Die Bandbreite der verfügbaren Überwachungssysteme reicht von einer vorgeblichen Videoüberwachung, bei der lediglich Kameraattrappen zum Einsatz kommen, die keine Aufnahmen anfertigen. Des Weiteren ist eine Videoüberwachung von einer Videobeobachtung zu unterscheiden. Während bei erstgenannter Technik, die Kamerabilder aufgezeichnet und zu einem späteren Zeitpunkt bei Bedarf ausgewertet werden können, werden bei der Beobachtung die Live-Bilder an einem Monitor verfolgt. Moderne, intelligente Videoüberwachungssysteme erlauben zudem eine automatisierte Analyse der Aufzeichnungen. Diese kann zusätzliche Tonaufnahme beinhalten, aber vor allem die automatisierte Erkennung von Gesichtern und/ oder Autokennzeichen. Für die Überwachten ist in der Regel nicht ersichtlich, um welche Form der Videoüberwachung es sich handelt.

Effekte von Videoüberwachung

Videoüberwachung werden eine Reihe positiver Effekte zugeschrieben. Armitage, Smyth & Pease (1999) nennen folgende Aspekte.

  • Caught in the act – perpetrators will be detected, and possibly removed or deterred.
  • You’ve been framed – CCTV deters potential offenders who perceive an elevated risk of apprehension.
  • Nosy parker – CCTV may lead more people to feel able to frequent the surveilled places. This will increase the extent of natural surveillance by newcomers, which may deter potential offenders.
  • Effective deployment – CCTV directs security personnel to ambiguous situations, which may head off their translation into crime.
  • Publicity – CCTV could symbolise efforts to take crime seriously, and the perception of those efforts may both energise law-abiding citizens and/or deter crime.
  • Time for crime – CCTV may be perceived as reducing the time available to commit crime, preventing those crimes that require extended time and effort.
  • Memory jogging – the presence of CCTV may induce people to take elementary security precautions, such as locking their car, by jogging their memory.
  • Anticipated shaming – the presence of CCTV may induce people to take elementary security precautions, for fear that they will be shamed by being shown on CCTV.
  • Appeal to the cautious – cautious people migrate to the areas with CCTV to shop, leave their cars, and so on.
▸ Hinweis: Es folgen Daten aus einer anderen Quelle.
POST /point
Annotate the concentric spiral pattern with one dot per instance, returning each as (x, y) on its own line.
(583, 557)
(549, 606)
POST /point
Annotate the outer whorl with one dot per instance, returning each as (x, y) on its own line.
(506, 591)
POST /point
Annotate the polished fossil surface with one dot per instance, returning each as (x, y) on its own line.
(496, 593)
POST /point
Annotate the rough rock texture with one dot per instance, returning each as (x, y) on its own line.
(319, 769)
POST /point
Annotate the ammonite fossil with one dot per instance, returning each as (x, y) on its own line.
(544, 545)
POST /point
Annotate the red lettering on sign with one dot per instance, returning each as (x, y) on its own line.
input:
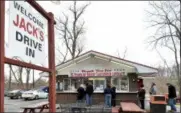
(29, 28)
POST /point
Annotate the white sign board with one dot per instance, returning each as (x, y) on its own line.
(27, 33)
(97, 72)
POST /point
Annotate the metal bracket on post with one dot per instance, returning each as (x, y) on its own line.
(2, 27)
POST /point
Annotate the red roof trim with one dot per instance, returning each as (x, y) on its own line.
(124, 60)
(109, 56)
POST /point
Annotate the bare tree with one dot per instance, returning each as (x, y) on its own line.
(10, 79)
(72, 31)
(164, 16)
(27, 77)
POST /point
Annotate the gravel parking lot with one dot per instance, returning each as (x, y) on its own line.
(14, 105)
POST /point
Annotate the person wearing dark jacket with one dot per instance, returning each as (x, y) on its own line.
(141, 96)
(107, 93)
(81, 94)
(171, 96)
(89, 92)
(113, 101)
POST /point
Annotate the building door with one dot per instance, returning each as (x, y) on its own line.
(139, 82)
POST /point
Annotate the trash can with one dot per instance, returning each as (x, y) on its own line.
(158, 104)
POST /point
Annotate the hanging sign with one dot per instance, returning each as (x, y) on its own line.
(97, 72)
(27, 30)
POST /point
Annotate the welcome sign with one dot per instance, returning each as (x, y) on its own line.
(26, 33)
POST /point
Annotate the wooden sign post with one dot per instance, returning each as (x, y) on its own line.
(51, 53)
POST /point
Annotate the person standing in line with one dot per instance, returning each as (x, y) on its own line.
(153, 89)
(113, 101)
(141, 96)
(81, 94)
(89, 92)
(107, 93)
(171, 97)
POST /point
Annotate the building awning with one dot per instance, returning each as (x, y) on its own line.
(101, 78)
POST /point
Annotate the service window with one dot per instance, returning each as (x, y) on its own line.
(121, 83)
(99, 84)
(66, 84)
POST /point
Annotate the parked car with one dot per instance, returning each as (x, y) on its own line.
(15, 94)
(34, 94)
(5, 92)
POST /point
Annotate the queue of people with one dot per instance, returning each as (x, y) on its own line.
(85, 93)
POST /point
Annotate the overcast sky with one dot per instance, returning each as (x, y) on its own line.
(114, 25)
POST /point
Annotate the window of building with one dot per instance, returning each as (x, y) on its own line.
(98, 83)
(72, 84)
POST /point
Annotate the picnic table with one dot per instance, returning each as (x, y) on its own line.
(33, 107)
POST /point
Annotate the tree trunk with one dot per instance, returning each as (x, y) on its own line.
(33, 80)
(27, 79)
(9, 83)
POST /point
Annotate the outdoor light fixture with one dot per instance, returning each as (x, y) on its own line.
(134, 80)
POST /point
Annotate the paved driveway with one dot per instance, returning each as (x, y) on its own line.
(14, 105)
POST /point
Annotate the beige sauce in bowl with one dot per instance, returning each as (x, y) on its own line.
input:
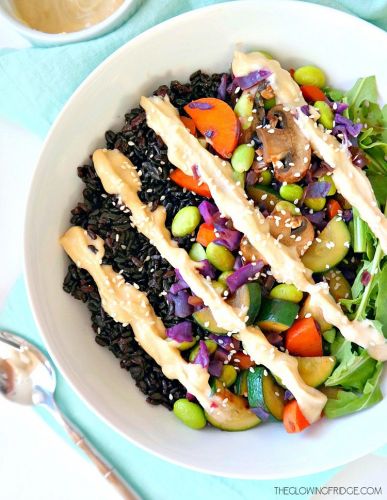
(64, 16)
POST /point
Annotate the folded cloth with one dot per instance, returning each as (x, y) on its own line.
(36, 82)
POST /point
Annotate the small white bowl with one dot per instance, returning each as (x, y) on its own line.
(294, 32)
(45, 39)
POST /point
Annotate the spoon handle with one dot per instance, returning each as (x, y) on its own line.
(112, 476)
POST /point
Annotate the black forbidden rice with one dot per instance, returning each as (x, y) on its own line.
(127, 250)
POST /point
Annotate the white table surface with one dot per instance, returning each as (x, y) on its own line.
(35, 463)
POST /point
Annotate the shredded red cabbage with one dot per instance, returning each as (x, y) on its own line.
(347, 215)
(260, 412)
(182, 309)
(229, 238)
(353, 129)
(222, 87)
(226, 342)
(206, 269)
(178, 286)
(215, 367)
(248, 81)
(317, 190)
(207, 211)
(243, 275)
(182, 332)
(203, 357)
(200, 105)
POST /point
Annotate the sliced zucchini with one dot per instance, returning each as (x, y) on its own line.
(277, 315)
(241, 383)
(339, 287)
(232, 416)
(264, 196)
(206, 320)
(263, 392)
(316, 314)
(315, 371)
(248, 297)
(322, 255)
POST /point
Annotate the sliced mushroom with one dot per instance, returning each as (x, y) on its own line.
(291, 230)
(285, 147)
(249, 253)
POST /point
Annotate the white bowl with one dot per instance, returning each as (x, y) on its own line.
(295, 32)
(112, 22)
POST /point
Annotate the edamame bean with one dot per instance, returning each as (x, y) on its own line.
(185, 221)
(326, 114)
(328, 178)
(266, 54)
(211, 346)
(269, 103)
(239, 177)
(265, 178)
(315, 204)
(287, 206)
(286, 292)
(310, 75)
(242, 158)
(191, 414)
(228, 375)
(197, 252)
(244, 108)
(291, 192)
(219, 286)
(223, 277)
(220, 257)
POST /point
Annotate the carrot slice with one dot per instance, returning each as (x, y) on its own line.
(303, 338)
(216, 120)
(190, 183)
(312, 93)
(206, 234)
(189, 124)
(242, 360)
(333, 208)
(294, 420)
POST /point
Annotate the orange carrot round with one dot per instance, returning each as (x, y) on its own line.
(189, 124)
(216, 120)
(294, 420)
(303, 338)
(190, 183)
(312, 93)
(206, 234)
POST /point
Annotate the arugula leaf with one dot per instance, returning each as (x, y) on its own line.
(350, 402)
(381, 300)
(363, 90)
(353, 371)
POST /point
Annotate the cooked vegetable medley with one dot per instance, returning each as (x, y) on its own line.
(288, 180)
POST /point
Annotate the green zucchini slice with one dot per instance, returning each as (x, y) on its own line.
(330, 248)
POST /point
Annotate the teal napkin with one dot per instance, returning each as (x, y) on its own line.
(34, 85)
(36, 82)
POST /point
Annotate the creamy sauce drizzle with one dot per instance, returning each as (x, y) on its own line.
(127, 305)
(184, 150)
(350, 181)
(119, 176)
(64, 16)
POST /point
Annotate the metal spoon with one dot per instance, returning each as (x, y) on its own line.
(27, 377)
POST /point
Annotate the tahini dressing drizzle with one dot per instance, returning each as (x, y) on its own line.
(350, 181)
(119, 176)
(184, 151)
(127, 305)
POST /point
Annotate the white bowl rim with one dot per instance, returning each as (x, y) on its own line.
(70, 37)
(308, 468)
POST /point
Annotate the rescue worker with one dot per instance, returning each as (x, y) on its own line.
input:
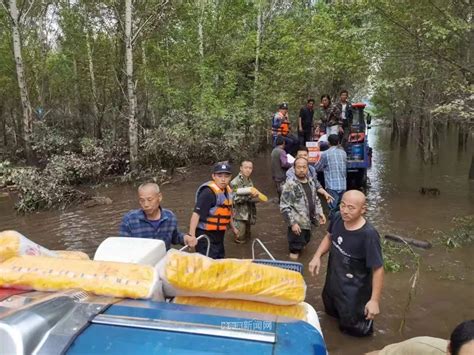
(303, 152)
(152, 221)
(244, 204)
(305, 122)
(333, 163)
(301, 208)
(354, 276)
(279, 164)
(330, 117)
(281, 127)
(212, 213)
(345, 108)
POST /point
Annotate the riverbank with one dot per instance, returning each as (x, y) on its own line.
(444, 289)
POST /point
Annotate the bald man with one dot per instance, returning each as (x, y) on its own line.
(354, 276)
(153, 221)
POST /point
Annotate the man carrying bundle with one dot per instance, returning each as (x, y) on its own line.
(213, 211)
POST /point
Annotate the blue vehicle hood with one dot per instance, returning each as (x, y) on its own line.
(149, 331)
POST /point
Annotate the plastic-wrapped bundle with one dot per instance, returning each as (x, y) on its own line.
(186, 274)
(15, 244)
(72, 254)
(297, 311)
(100, 277)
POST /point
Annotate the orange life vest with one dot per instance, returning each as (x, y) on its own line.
(283, 129)
(219, 215)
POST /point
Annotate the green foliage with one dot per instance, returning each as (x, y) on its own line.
(43, 189)
(6, 173)
(184, 139)
(461, 234)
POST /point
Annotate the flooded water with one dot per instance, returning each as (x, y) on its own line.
(445, 289)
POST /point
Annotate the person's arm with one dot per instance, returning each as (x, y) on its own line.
(204, 202)
(238, 195)
(285, 204)
(276, 122)
(326, 195)
(372, 307)
(193, 224)
(178, 237)
(323, 248)
(284, 160)
(321, 164)
(319, 210)
(233, 227)
(125, 230)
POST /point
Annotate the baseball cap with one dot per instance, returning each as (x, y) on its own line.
(222, 167)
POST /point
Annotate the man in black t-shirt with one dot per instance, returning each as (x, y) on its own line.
(354, 277)
(305, 122)
(213, 212)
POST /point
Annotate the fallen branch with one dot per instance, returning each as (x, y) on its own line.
(415, 242)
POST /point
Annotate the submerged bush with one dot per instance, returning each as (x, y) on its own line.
(461, 234)
(186, 139)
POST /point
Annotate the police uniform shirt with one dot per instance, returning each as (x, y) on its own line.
(206, 199)
(362, 244)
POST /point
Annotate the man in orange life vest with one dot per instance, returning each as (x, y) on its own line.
(213, 211)
(281, 127)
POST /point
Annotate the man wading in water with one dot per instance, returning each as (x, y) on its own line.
(354, 276)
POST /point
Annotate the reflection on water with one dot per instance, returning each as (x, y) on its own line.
(394, 200)
(444, 295)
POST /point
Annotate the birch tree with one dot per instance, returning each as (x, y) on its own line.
(16, 21)
(132, 99)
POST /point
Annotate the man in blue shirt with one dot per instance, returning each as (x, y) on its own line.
(303, 152)
(152, 221)
(333, 163)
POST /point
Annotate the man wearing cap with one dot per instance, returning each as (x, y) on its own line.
(153, 221)
(281, 127)
(213, 211)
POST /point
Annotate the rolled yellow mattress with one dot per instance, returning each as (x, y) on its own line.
(72, 254)
(13, 244)
(297, 311)
(99, 277)
(187, 274)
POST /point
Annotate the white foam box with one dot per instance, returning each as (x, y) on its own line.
(131, 250)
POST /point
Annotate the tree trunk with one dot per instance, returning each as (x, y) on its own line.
(200, 29)
(77, 92)
(257, 54)
(471, 171)
(132, 120)
(27, 124)
(95, 108)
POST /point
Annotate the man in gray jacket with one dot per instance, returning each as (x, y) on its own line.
(301, 207)
(280, 164)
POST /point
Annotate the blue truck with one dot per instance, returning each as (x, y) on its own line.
(359, 152)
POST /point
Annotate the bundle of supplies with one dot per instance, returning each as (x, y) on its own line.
(297, 311)
(104, 278)
(186, 274)
(13, 244)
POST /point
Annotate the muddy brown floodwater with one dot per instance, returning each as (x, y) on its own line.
(445, 291)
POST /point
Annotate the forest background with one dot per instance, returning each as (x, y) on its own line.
(91, 89)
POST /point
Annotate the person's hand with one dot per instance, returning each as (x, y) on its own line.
(190, 240)
(371, 309)
(322, 218)
(296, 229)
(314, 265)
(328, 197)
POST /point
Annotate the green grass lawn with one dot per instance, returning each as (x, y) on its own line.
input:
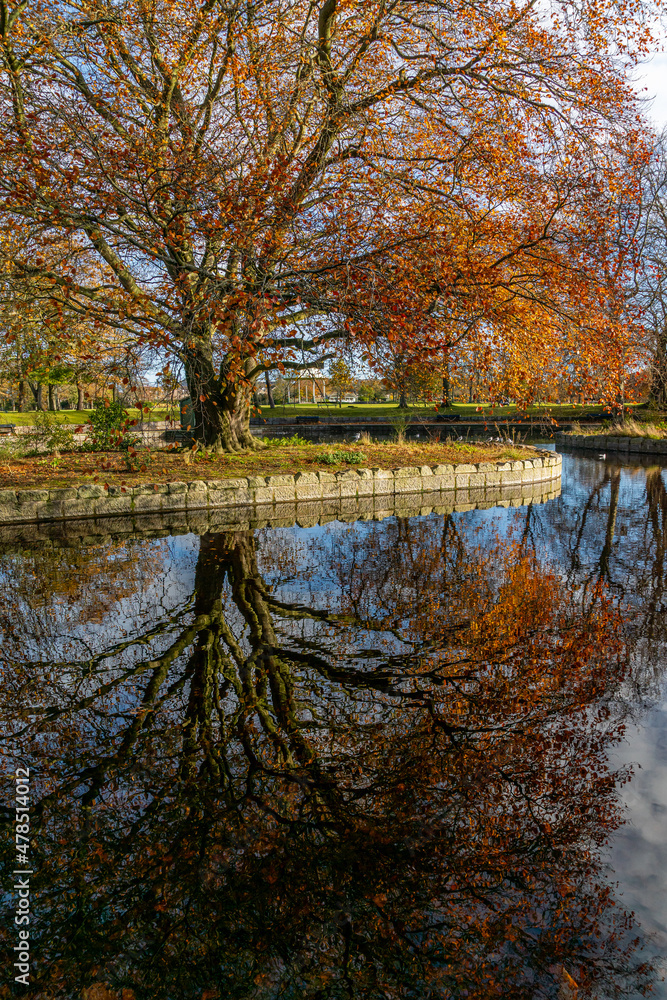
(386, 411)
(76, 416)
(471, 411)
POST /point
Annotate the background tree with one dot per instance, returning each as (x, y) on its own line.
(250, 182)
(340, 378)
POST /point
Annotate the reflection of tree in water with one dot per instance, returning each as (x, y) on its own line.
(615, 529)
(402, 797)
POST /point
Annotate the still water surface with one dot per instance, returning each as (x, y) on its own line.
(372, 760)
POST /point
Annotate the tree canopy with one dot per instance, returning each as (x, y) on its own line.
(238, 183)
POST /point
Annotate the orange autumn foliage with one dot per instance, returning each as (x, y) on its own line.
(251, 182)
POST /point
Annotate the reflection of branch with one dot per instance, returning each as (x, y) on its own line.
(166, 658)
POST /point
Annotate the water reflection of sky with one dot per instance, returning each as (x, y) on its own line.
(609, 523)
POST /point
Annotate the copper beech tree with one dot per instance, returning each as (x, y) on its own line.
(255, 179)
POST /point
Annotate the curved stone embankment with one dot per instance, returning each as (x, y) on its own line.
(450, 484)
(612, 442)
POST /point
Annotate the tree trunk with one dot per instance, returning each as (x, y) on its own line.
(220, 405)
(269, 391)
(658, 383)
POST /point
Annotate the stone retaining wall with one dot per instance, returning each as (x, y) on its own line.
(90, 531)
(95, 501)
(602, 442)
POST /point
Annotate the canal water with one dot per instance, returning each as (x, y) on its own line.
(421, 757)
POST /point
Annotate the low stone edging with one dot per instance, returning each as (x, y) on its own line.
(612, 442)
(94, 501)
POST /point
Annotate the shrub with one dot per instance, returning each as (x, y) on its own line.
(49, 435)
(294, 442)
(108, 428)
(341, 457)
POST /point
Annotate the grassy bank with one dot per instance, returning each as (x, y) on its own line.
(76, 468)
(656, 431)
(379, 411)
(81, 416)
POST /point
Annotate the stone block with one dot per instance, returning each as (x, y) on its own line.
(280, 481)
(284, 494)
(32, 496)
(58, 495)
(196, 499)
(230, 498)
(365, 483)
(407, 484)
(78, 508)
(113, 506)
(476, 494)
(383, 487)
(308, 490)
(306, 479)
(444, 482)
(52, 510)
(147, 503)
(347, 482)
(228, 484)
Their caution and security-mindedness reduce the risk.
  • Reporting changes – people report (and/or police record) fewer of the crimes that occur, either because they wish to show the [desirable] effects of CCTV or out of a belief that „the Council is doing its best“ and nothing should be done to discourage it.

(Armitage, Smyth & Pease 1999: 226f.; hier zitiert nach Welsh & Farrington 2002: 1f.)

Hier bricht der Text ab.